This case involves Florida and 19 other states challenging the constitutionality of ObamaCare.  On October 14th, 2010, a district court judge in Florida refused to dismiss the case.

In the opinion, the judge did throw out some of the challenges made by the states, but some of the challenges remain.

1) Commerce Clause argument remains (Congress didn’t have the authority to pass the individual mandate under the Commerce Clause):

Since the Court isn’t making an official ruling on the merits, it would have been absurd to dismiss this claim (not that this stops other courts).  Here’s what the Court said:

At this stage in the litigation, this [Commerce Clause challenge] is not even a close call. I have read and am familiar with all the pertinent Commerce Clause cases…

The Court strongly agreed that the case involved “inactivity” and novel questions.  The judge clarified that the “novelty” didn’t necessarily mean the individual mandate is unconstitutional, but his opinion suggests a strong likelihood that he won’t buy the argument that the Commerce Clause gives Congress the power to force people into buying health insurance.

2) Tax Argument:  The Court dismissed the argument that if the penalties are deemed to be a tax, those taxes are unconstitutional–the argument was deemed moot.  
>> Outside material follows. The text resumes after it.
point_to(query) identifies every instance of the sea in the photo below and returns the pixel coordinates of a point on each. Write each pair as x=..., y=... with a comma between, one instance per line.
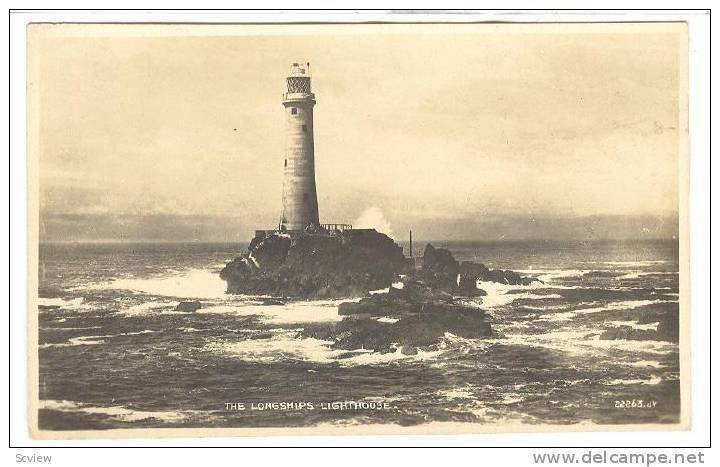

This is good news.  One of the ways, arguably, that Congress could have had authority to pass the mandate was based on its taxing power.  The Court makes it very clear that this is a non-issue because the penalties aren’t taxes at all, but are penalties:

I need not be concerned with the issue. As previously explained, it is quite clear that Congress did not intend the individual mandate penalty to be a tax; it is a penalty.

In my view, there’s a lot to be happy about–I think the Court got a lot right.  As I have said, the legal fight against ObamaCare will come down to the Commerce Clause issue.  At least with this judge, I don’t expect the individual mandate to survive.